When you execute your workload in offload mode (when application runs on the CPU and offloads some computation to the Xeon Phi) it is recommended to leave 1 core for offload runtime. There is a COI demon on the Xeon Phi side that runs four service threads to manage offload activity. Keep in mind that 1 physical core on Xeon Phi runs 4 hardware threads.
In case of native execution model when application started directly on Xeon Phi card you could use all available cores. Since there are now any offload activity.
Amazon measures their CPU allotment in terms of virtual cores and EC2 Compute Units. EC2 Compute Units are defined as:
The amount of CPU that is allocated to a particular instance is expressed in terms of these EC2 Compute Units. We use several benchmarks and tests to manage the consistency and predictability of the performance from an EC2 Compute Unit. One EC2 Compute Unit provides the equivalent CPU capacity of a 1.0-1.2 GHz 2007 Opteron or 2007 Xeon processor. This is also the equivalent to an early-2006 1.7 GHz Xeon processor referenced in our original documentation.
My question is, say I have a "Large Instance" which comes with "4 EC2 Compute Units (2 virtual cores with 2 EC2 Compute Units each)". Does this mean I essentially have 4 cores in a logical sense? Would I want to spawn 4 CPU-bound threads? Or are the compute units simply a measure of power, and I have 2 cores?
Also, given the scalability of the servers, would it be better to double the computing power of a single box and host the database and server on the same box? Or should I have 2 seperate, weaker boxes?
nicholaides is correct, the small instances are the equivalent of one core, the large two cores. The remainder of the measurement is expressed as Compute Units, which are defined as follows:
One EC2 Compute Unit (ECU) provides
the equivalent CPU capacity of a
1.0-1.2 GHz 2007 Opteron or 2007 Xeon processor.
I run my small website on a single small instance, with both web server and database hosted on the one virtual machine. I've been impressed with the performance, but again don't have a tremendous amount of load on it.
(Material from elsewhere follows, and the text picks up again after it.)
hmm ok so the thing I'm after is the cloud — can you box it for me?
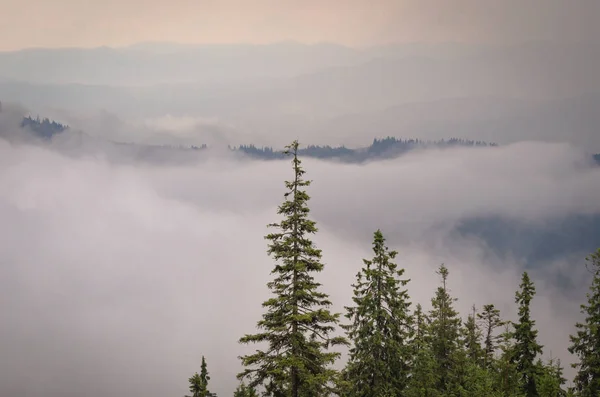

If all you're caring for is bang for your buck, I'd try your setup with both servers running on a single small instance (1 core, 1 EC2 unit at $0.10 / hour) and see how that stacks up. The next step up would be a high-CPU medium instance (2 cores, 5 total EC2 units at $0.20 / hour). Unless you're really hammering your servers, I have to believe you'll be able to run them on that single medium instance. For only twice the price of the small instance, you get five times the performance, which is much better than running two small instances.
One thing to be careful of is that the small and high-CPU medium instances are 32-bit, where all others (large, extra large, and high-CPU extra large) are 64-bit. You cannot run a 32-bit Amazon Machine Image on a 64-bit instance, and vice versa. If you're working with a stock AMI, this isn't a problem because you'll usually be able to find both versions of it, but for a custom image it might make you do a little extra work.
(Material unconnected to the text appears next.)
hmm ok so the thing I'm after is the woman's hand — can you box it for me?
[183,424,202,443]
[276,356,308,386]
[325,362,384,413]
"4 EC2 Compute Units (2 virtual cores with 2 EC2 Compute Units each)" simply means you get 2 virtual cpu's, each of which is twice as fast as the basic Small instance.
In total, you get 4 times the power of the Small instance, but since you only get 2 cores, it makes sense to start only two threads.
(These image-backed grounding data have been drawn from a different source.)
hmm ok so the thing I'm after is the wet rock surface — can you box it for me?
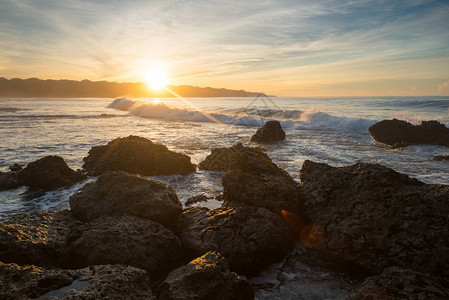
[0,262,154,300]
[250,120,286,143]
[157,251,254,300]
[298,160,449,276]
[434,155,449,161]
[82,135,196,176]
[369,119,449,148]
[69,171,182,229]
[0,210,84,268]
[349,267,449,300]
[18,156,87,191]
[0,171,20,190]
[184,193,210,206]
[68,215,183,279]
[176,203,294,276]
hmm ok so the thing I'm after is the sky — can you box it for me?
[1,0,449,96]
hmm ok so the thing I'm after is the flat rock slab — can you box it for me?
[69,171,182,229]
[157,251,254,300]
[0,262,154,299]
[82,135,196,176]
[298,160,449,276]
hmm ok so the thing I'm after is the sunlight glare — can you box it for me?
[144,68,169,90]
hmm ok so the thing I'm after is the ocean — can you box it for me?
[1,96,448,298]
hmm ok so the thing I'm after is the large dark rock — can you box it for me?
[298,160,449,276]
[250,120,286,143]
[157,251,254,300]
[18,156,87,190]
[82,136,196,176]
[368,119,449,148]
[68,215,183,279]
[349,267,449,300]
[434,155,449,161]
[69,171,182,229]
[0,210,84,268]
[0,171,20,190]
[0,262,154,299]
[175,203,294,276]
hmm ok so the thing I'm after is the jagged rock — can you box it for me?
[434,155,449,161]
[298,160,449,276]
[0,171,20,190]
[82,136,196,176]
[69,171,181,229]
[18,156,86,190]
[9,163,23,172]
[185,194,210,206]
[349,267,449,300]
[368,119,449,148]
[175,203,294,276]
[250,120,286,143]
[0,210,84,268]
[68,215,183,279]
[157,251,254,300]
[0,262,154,299]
As for your second question, I think Brad Larson answers it pretty well. The Medium instance has a lot of power for the money. We run our db en web servers on the same host, and it's surprising how many db-heavy sites you can run on a single machine. However, since it depends on your own application your best bet is to benchmark it to see how much load it can handle.
If you must scale up I would suggest separating the two services into different servers, instead of running a larger server, simply because it is easier to optimize each host for the specific service.
As I recall, "Compute Units" are not measuring cores but simple a measure of "power."
Also, given the scalability of the servers, would it be better to double the computing power of a single box and host the database and server on the same box? Or should I have 2 seperate, weaker boxes?
It really depends on the application. Trying it out and getting hard data might be your best bet.